I have been working for Mr. Tan as his secretary for almost 35 years now, and I am about to retire next year when I turn 65. Because Mr. Tan recognized my loyalty all throughout the years, he decided to give me by way of a donation a 250-square meter residential lot in the province of Quezon, the certificate of title of which belongs to him. As he is giving it to me, he wanted me to take care of the process of transferring the title to my name. The Register of Deeds of the province, however, required me to present a deed of donation from Mr. Tan showing me as the donee of the property. Is this necessary? Thanks in advance!
Yes, Carla, for the Register of Deeds to have the authority to transfer the title to your name, you must first be able to present an instrument showing the mode of your acquisition (i.e., deed of absolute sale, donation, assignment, etc.). In this case, you mentioned that the parcel of land in the province of Quezon is being given to you by way of a donation.
Article 749 of the New Civil Code provides:
“Article 749. In order that the donation of an immovable may be valid, it must be made in a public document, specifying therein the property donated and the value of the charges which the donee must satisfy.

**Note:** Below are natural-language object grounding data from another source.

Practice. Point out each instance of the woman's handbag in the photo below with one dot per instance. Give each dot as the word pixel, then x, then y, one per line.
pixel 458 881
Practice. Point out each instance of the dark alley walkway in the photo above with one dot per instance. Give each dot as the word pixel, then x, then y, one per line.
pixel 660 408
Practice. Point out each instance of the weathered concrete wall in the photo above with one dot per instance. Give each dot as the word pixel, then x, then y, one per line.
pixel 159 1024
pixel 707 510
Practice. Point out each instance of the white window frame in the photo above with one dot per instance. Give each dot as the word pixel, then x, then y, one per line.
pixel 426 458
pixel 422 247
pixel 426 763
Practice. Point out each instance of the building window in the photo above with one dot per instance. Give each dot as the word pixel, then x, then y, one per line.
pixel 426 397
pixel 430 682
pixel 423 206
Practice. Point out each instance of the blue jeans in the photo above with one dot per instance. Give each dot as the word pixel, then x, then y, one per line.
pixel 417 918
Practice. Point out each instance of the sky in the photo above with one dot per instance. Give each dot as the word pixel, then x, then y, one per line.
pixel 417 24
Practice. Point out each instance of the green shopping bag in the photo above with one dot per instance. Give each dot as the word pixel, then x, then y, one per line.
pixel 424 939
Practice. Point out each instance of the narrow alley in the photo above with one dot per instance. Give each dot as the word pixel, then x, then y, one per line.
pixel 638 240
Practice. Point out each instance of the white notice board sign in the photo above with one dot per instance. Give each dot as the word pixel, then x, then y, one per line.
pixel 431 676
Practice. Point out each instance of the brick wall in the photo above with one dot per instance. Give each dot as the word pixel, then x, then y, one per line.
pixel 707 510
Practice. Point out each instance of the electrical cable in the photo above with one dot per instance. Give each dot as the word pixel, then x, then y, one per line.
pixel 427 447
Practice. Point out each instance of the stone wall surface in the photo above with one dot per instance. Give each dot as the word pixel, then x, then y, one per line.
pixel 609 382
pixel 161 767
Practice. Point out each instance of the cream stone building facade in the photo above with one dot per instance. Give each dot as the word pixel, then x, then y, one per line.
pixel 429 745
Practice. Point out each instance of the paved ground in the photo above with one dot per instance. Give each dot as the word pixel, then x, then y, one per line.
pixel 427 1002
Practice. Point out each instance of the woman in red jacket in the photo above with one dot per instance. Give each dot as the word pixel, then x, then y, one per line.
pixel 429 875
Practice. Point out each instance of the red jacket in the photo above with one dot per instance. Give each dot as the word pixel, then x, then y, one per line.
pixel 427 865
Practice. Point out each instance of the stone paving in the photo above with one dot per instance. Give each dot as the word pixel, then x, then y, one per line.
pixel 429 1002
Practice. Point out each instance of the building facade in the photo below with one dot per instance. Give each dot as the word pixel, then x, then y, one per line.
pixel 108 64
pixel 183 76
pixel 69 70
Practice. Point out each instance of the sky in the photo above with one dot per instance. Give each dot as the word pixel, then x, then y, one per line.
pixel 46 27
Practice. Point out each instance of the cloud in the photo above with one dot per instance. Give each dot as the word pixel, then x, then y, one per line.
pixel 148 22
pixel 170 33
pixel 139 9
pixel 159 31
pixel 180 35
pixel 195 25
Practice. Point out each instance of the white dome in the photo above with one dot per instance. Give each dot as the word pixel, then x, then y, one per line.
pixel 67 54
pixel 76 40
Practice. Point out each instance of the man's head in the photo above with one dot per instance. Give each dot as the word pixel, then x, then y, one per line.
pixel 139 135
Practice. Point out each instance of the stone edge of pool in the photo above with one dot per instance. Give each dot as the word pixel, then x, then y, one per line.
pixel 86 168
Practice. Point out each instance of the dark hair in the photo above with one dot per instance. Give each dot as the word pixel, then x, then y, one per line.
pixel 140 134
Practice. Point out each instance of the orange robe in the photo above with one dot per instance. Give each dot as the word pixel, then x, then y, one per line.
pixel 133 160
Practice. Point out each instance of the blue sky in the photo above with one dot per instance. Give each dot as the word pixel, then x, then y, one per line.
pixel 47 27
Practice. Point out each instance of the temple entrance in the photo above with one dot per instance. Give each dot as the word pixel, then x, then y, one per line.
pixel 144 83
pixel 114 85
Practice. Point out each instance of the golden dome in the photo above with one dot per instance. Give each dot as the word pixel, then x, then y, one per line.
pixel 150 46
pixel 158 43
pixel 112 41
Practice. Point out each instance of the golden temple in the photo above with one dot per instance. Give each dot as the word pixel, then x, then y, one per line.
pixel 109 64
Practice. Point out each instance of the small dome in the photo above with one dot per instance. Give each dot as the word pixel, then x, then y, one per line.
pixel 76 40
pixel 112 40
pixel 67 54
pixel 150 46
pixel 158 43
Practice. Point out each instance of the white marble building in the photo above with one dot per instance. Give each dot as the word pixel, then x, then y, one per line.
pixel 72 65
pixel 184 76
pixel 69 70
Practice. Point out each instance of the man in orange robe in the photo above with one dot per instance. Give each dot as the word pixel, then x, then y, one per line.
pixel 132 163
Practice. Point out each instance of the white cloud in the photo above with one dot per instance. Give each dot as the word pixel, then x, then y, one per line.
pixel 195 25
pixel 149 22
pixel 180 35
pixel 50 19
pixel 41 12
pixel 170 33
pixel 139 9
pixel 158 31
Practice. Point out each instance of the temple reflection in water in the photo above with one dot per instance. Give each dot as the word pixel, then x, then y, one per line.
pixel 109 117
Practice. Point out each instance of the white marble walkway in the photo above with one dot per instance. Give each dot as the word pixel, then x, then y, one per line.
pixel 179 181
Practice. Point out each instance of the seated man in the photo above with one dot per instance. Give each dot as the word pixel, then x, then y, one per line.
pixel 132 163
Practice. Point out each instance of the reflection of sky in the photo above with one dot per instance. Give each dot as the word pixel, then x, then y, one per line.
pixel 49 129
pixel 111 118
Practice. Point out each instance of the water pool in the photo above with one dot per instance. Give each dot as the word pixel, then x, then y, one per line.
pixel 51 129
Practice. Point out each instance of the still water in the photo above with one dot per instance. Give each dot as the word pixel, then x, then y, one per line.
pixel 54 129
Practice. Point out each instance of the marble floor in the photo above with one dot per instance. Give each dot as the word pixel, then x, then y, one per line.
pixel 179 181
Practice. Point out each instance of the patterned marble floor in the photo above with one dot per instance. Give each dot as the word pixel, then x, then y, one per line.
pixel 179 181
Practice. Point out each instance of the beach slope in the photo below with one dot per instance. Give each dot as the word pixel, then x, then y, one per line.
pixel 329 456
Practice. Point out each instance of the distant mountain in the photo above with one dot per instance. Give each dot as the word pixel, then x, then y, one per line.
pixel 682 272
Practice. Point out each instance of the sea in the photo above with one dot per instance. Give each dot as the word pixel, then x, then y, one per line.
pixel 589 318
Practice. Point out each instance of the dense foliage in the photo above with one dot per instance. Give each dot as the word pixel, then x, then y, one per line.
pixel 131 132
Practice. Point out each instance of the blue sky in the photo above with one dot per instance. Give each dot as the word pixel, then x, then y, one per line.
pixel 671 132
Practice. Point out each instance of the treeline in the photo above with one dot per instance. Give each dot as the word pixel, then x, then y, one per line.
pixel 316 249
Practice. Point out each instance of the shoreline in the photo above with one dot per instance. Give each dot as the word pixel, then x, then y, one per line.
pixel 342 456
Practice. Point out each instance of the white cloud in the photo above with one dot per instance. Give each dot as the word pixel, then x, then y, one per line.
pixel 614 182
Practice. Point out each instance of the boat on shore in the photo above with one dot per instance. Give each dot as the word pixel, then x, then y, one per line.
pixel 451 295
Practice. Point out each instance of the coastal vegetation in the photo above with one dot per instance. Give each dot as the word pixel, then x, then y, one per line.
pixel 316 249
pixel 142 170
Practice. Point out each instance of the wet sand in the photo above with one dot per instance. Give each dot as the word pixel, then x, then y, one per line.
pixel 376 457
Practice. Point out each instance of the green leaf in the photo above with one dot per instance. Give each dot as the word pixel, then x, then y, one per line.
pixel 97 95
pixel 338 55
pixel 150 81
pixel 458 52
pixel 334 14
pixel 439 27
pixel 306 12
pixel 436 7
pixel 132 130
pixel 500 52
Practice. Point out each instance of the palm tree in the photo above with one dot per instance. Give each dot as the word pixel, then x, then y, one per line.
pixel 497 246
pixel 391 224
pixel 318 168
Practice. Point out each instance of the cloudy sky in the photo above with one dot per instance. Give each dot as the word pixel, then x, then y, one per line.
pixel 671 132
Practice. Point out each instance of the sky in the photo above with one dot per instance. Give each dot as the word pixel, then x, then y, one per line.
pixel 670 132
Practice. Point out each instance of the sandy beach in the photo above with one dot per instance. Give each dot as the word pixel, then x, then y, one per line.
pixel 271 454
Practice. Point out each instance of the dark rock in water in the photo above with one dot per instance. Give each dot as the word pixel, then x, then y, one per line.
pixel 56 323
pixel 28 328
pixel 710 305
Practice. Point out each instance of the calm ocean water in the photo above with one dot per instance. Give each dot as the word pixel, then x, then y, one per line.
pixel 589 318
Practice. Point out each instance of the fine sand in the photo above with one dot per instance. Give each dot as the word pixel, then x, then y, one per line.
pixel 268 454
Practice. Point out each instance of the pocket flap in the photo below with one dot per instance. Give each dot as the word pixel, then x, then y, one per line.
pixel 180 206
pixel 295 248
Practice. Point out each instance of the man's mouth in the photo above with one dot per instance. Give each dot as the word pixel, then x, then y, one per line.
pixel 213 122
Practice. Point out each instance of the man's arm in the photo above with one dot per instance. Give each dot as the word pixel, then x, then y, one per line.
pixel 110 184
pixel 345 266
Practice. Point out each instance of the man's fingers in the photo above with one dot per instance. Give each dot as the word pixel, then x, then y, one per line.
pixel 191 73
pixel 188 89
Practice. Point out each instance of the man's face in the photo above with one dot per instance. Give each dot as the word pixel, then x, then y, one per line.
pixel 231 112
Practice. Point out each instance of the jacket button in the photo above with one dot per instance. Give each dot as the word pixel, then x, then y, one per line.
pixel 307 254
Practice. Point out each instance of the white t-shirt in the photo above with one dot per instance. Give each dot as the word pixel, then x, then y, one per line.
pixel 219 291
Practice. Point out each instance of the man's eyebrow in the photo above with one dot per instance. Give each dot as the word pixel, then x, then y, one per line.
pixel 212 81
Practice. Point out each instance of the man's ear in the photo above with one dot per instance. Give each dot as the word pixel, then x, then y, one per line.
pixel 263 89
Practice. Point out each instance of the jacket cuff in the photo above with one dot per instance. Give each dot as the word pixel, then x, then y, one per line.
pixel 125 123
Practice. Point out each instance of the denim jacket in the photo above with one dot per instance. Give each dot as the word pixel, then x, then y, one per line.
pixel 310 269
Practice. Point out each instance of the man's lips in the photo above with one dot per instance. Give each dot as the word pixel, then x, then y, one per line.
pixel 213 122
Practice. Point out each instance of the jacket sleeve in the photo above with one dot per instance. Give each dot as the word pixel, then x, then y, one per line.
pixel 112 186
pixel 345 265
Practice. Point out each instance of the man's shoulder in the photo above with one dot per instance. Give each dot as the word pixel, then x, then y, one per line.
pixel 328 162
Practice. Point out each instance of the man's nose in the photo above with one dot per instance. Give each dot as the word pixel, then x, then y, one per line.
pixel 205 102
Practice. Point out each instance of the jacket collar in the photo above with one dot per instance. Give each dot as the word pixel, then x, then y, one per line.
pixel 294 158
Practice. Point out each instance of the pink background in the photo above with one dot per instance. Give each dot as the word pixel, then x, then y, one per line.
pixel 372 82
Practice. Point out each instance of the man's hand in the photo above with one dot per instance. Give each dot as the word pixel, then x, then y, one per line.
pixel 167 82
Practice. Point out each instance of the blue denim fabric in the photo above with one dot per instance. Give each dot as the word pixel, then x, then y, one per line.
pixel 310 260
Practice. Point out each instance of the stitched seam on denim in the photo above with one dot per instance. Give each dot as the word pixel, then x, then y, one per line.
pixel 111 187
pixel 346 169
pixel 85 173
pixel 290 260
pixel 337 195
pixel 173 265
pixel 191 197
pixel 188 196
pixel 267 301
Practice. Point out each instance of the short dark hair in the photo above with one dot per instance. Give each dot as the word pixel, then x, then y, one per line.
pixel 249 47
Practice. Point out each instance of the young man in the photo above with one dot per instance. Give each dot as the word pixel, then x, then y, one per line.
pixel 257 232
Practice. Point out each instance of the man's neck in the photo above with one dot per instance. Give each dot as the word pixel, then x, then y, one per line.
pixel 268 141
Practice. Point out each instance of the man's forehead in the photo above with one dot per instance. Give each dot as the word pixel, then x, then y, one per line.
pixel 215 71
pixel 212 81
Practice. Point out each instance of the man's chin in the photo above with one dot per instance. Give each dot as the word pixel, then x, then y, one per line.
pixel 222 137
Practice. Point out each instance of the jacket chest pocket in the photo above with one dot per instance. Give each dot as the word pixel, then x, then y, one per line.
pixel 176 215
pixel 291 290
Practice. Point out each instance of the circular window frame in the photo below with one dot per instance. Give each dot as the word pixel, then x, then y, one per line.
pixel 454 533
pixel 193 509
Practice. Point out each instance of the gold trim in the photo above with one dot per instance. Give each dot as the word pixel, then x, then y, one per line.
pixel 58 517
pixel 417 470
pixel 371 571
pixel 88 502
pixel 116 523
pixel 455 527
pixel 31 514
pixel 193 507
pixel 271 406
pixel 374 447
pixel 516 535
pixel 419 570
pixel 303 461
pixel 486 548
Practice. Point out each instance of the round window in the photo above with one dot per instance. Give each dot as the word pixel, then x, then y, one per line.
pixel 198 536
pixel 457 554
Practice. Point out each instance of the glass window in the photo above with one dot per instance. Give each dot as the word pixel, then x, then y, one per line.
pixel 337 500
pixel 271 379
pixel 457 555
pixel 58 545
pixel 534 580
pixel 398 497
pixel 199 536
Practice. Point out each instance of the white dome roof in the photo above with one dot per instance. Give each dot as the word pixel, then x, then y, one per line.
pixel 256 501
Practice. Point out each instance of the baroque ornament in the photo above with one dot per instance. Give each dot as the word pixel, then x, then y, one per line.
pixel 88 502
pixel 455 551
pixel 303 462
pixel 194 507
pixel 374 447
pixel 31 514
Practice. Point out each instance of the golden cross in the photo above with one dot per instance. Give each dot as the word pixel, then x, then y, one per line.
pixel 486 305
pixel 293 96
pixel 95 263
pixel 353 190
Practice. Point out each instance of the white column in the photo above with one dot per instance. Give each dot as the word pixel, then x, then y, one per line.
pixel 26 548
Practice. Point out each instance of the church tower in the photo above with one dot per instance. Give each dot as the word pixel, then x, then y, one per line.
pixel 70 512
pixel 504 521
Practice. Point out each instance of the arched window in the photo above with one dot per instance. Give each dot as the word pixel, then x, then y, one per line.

The acceptance may be made in the same deed of donation or in a separate public document, but it shall not take effect unless it is done during the lifetime of the donor.
If the acceptance is made in a separate instrument, the donor shall be notified thereof in an authentic form, and this step shall be noted in both instruments. (633)”
Based on the foregoing, you must request from Mr. Tan a written deed of donation, which also shows your acceptance in a single or separate public instrument that which you should present to the Register of Deeds.
As can be gleaned above, the mode of donation will only be effective, if and only if, the requirements are complied with, and compliance with the other requirements that the Register of Deeds may require from you (i.e., payment of Donor’s Tax, etc.).
Again, we find it necessary to mention that this opinion is solely based on the facts you have narrated and our appreciation of the same. The opinion may vary when the facts are changed or elaborated. We hope that we were able to enlighten you on the matter.